In a warming world, this translation is not ornamental. It is infrastructural.
The African Union Agenda 2063 speaks of a prosperous and peaceful continent. The Sustainable Development Goals provide metrics. But metrics do not stir imagination. Data does not automatically produce care.
Artists can render soil health visible. They can transform water scarcity into shared urgency rather than isolated complaints. They can invite communities into co-creation rather than passive reception.
Imagine cities where environmental data is publicly accessible and aesthetically rendered.
Imagine regenerative agriculture projects paired with immersive exhibitions that allow urban citizens to experience drought cycles and restoration processes.

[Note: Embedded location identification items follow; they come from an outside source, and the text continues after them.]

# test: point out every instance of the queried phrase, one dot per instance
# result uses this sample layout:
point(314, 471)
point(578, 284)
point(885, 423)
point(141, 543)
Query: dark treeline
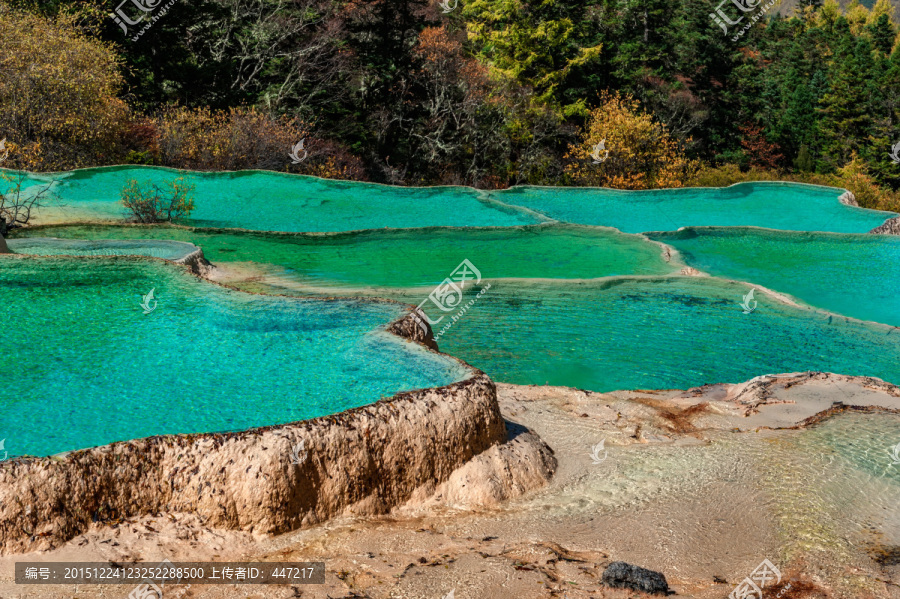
point(493, 93)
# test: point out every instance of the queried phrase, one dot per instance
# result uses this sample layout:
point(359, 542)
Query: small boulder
point(625, 576)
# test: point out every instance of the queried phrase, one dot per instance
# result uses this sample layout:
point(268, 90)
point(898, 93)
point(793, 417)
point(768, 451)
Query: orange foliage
point(245, 138)
point(641, 153)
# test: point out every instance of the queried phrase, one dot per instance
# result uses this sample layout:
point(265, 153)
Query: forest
point(485, 93)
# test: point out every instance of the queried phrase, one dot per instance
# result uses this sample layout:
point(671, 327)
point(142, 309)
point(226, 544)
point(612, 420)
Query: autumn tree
point(58, 93)
point(760, 152)
point(626, 148)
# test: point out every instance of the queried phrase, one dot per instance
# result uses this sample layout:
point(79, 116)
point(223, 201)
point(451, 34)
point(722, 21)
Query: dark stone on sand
point(626, 576)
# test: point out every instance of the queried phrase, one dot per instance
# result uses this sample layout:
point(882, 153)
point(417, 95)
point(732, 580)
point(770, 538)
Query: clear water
point(44, 246)
point(269, 201)
point(675, 332)
point(412, 258)
point(854, 275)
point(83, 365)
point(788, 206)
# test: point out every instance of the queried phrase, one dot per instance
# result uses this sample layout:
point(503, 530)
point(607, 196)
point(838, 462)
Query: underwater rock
point(626, 576)
point(848, 199)
point(890, 227)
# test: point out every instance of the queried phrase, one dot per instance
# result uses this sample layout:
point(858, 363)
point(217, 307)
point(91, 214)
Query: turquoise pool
point(269, 201)
point(788, 206)
point(405, 258)
point(568, 304)
point(854, 275)
point(669, 333)
point(154, 248)
point(84, 365)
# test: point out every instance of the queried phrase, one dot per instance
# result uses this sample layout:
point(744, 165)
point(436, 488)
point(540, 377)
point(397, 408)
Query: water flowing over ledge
point(363, 461)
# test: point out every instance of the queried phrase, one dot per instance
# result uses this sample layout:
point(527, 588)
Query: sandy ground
point(642, 477)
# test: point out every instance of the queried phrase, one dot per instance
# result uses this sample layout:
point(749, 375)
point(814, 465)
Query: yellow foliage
point(58, 93)
point(642, 154)
point(853, 177)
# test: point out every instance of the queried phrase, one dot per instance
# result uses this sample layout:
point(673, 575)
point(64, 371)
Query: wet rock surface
point(627, 576)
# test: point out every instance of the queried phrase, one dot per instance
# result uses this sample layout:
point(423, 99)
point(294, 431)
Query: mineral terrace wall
point(363, 461)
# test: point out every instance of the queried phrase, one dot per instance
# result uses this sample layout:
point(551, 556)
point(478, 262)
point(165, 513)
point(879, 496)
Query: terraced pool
point(854, 275)
point(565, 303)
point(84, 365)
point(267, 201)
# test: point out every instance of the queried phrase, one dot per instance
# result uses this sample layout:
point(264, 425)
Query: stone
point(627, 576)
point(890, 227)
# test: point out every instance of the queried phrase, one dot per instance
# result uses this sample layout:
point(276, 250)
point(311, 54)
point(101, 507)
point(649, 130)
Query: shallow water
point(43, 246)
point(825, 495)
point(670, 333)
point(83, 365)
point(412, 258)
point(854, 275)
point(269, 201)
point(789, 206)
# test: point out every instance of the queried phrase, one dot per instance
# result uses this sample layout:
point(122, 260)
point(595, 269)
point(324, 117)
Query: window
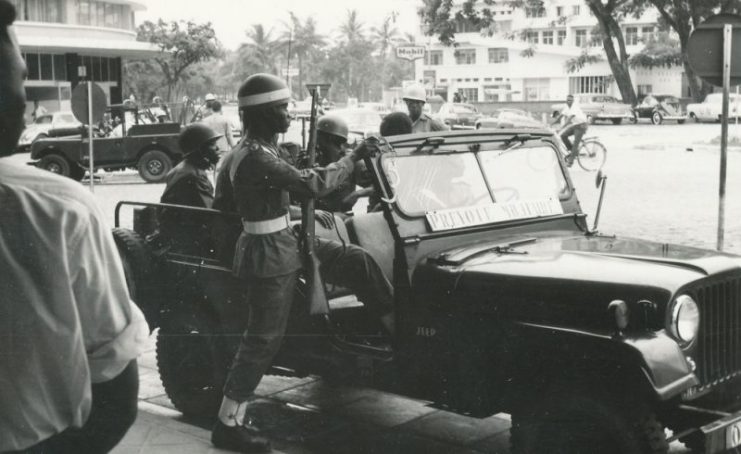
point(631, 36)
point(647, 34)
point(561, 37)
point(580, 39)
point(434, 57)
point(498, 55)
point(465, 57)
point(535, 11)
point(644, 89)
point(469, 94)
point(548, 37)
point(590, 84)
point(465, 26)
point(536, 89)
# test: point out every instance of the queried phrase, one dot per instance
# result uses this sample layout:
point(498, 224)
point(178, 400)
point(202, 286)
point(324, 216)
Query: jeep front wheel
point(55, 163)
point(192, 361)
point(586, 422)
point(154, 165)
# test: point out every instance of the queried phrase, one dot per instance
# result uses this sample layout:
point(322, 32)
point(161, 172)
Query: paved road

Imagine digital platforms governed locally, where communities decide how environmental information is used and shared.
This is not utopia. It is a plausible convergence of technology, indigenous knowledge and artistic practice.
On the Anniversary
Writing this on the anniversary of 24 February, the invasion is not an abstraction. It is a date that reactivates memory.
Olha’s description of soil being symbolically poisoned lingers. The red hills of the Cradle feel calm, but they too have known contestation. Land everywhere carries the imprint of human ambition.
The question is whether it must always carry our violence.
In Setswana, botshelo ke modikologo. Life is a cycle.
If life is cyclical, then extraction can be followed by regeneration. Scar can be followed by restoration. But only if design shifts. Only if governance shifts. Only if imagination shifts.
Listening as Praxis
Shared Ground did not offer policy prescriptions. It offered attention.
It offered a room in which artists from different geographies could recognise each other’s wounds and possibilities. It offered a reminder that soil and water are not passive resources. They are archives. They are collaborators. They are witnesses.
The land remembers.
Our task, perhaps, is simpler and harder than grand strategy.
To listen long enough to change.
Ithateng Mokgoro moderated Shared Ground: Episode 1 as part of the NIROX Conversations series at the Kromdraai Impact Hub, adjacent to the NIROX Sculpture Park, in the Cradle of Humankind. The dialogue marked the beginning of an ongoing exchange, with Episodes 2 and 3 to follow.